One crucial aspect is that the #offset_metadata method may return false if the given partition is no longer part of the consumer's assignment. This safety mechanism ensures that your consumer does not act on stale or irrelevant metadata. Always check the return value of #offset_metadata and handle the false case appropriately in your application logic.

Offset Metadata Usage From Within Filters

Offset Metadata Storage in Karafka enhances consumer instances' capability to manage and utilize message offsets and extends this functionality beyond the scope of a single consumer. This feature is particularly beneficial when you need to access offset metadata from different application components, such as within the Filtering API, to make more context-aware decisions based on the metadata associated with specific offsets.

In scenarios where you need to retrieve offset metadata outside of the consumer instance, for instance, within Filters, to leverage the Filtering API, Karafka provides a flexible solution. This is especially useful when your processing logic requires insight into the message offsets' metadata at different stages or components of your application, not just within the consumer itself.

As long as the current process retains the assignment of the given topic partition, you can retrieve the offset metadata from places other than the consumer instance. This means that even in filters or other parts of your Karafka application, you can access the metadata associated with any offset, ensuring a seamless and cohesive processing flow.

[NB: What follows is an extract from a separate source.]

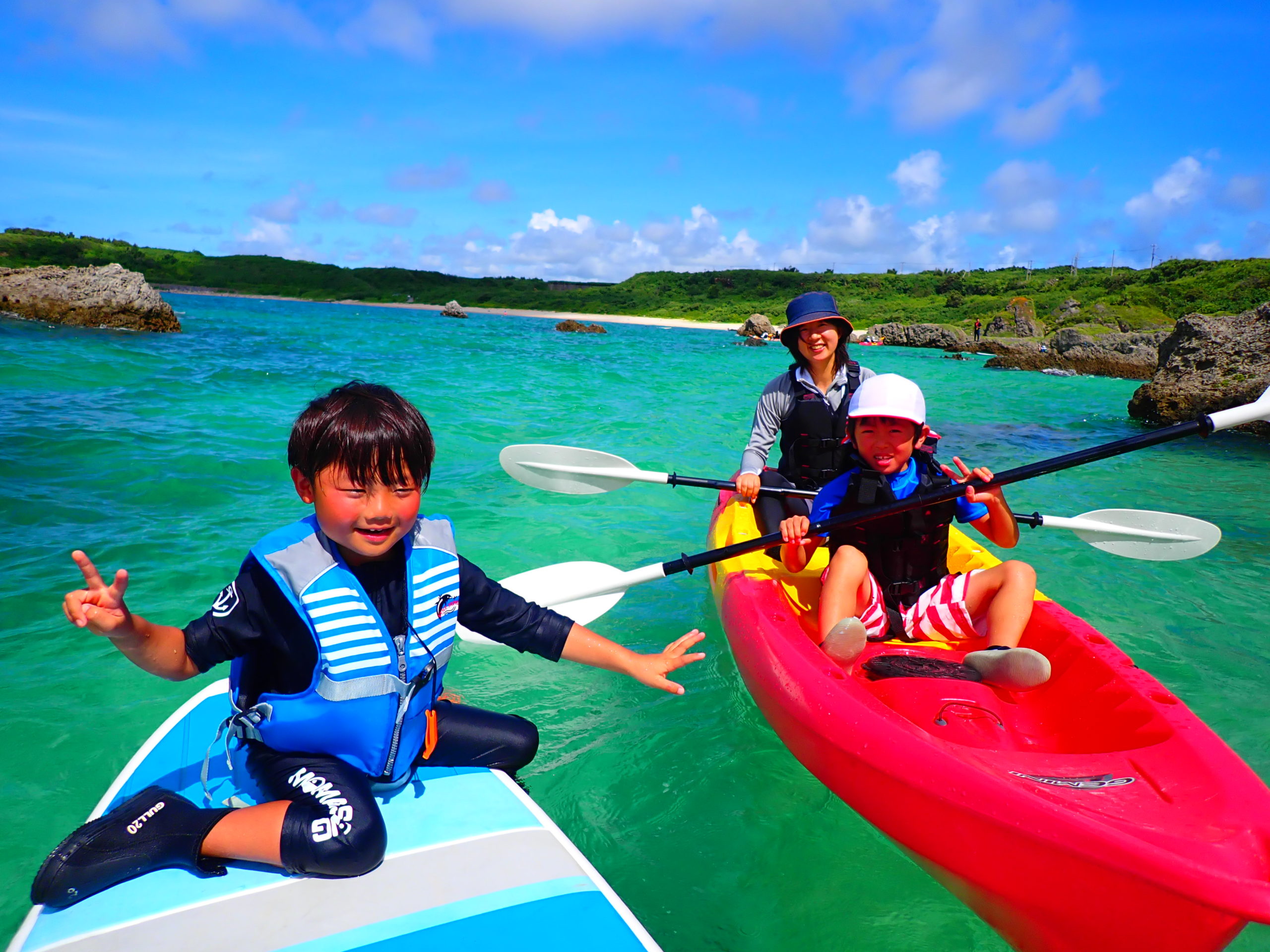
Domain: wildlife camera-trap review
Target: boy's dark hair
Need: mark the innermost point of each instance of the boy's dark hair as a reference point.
(840, 353)
(371, 431)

To do so, you need to utilize the Karafka::Pro::Processing::OffsetMetadata::Fetcher object as follows:

offset_metadata = Karafka::Pro::Processing::OffsetMetadata::Fetcher.find(
  # Karafka::Routing::Topic expected and NOT a string
  topic,
  # Partition id integer: 0, 1, 2, etc
  partition
)

puts offset_metadata

Proper Arguments expectations for Fetcher#find

When using the Fetcher#find method, passing a Karafka::Routing::Topic object is essential, not just a string name of the topic. This specificity is required because a single topic might be associated with multiple consumer groups, each holding distinct offset metadata. Providing a Karafka::Routing::Topic object ensures accurate metadata retrieval by uniquely identifying the topic within its consumer group context, preventing any mix-up in metadata due to topic name overlaps across different consumer groups.

Interaction with Virtual Partitions

Virtual Partitions in Karafka introduce an additional layer of complexity to how work is distributed from one topic partition to multiple virtual partitions. This intricacy extends to the behavior of Offset Metadata Storage, which can be configured to operate in two distinct ways. This behavior is governed by the offset_metadata_strategy flag, set during the configuration of virtual partitions in routing.

When the Virtual Offset Manager is in the process of materializing an offset to store, it faces a choice regarding which metadata to use. The decision is based on the offset_metadata_strategy setting:

  1. Current Strategy (:current) / Default: When set to current, the system uses the most recently provided metadata for the offset being materialized. This approach assumes that the latest metadata is the most relevant or accurate for the current processing state. However, it may only sometimes precisely align with the specific offset, especially in high-throughput or rapidly changing environments.

  2. Exact Strategy (:exact): Conversely, when the offset_metadata_strategy is set to :exact, the system uses the metadata associated with the exact offset being materialized. This ensures a tight coupling between an offset and its metadata, providing precision and ensuring each offset is associated with its specific contextual data. This can be particularly important in scenarios where the metadata's relevance is closely tied to the particular position within the partition.

The choice between :current and :exact strategies should be made based on the specific needs of your application and the nature of your message processing logic.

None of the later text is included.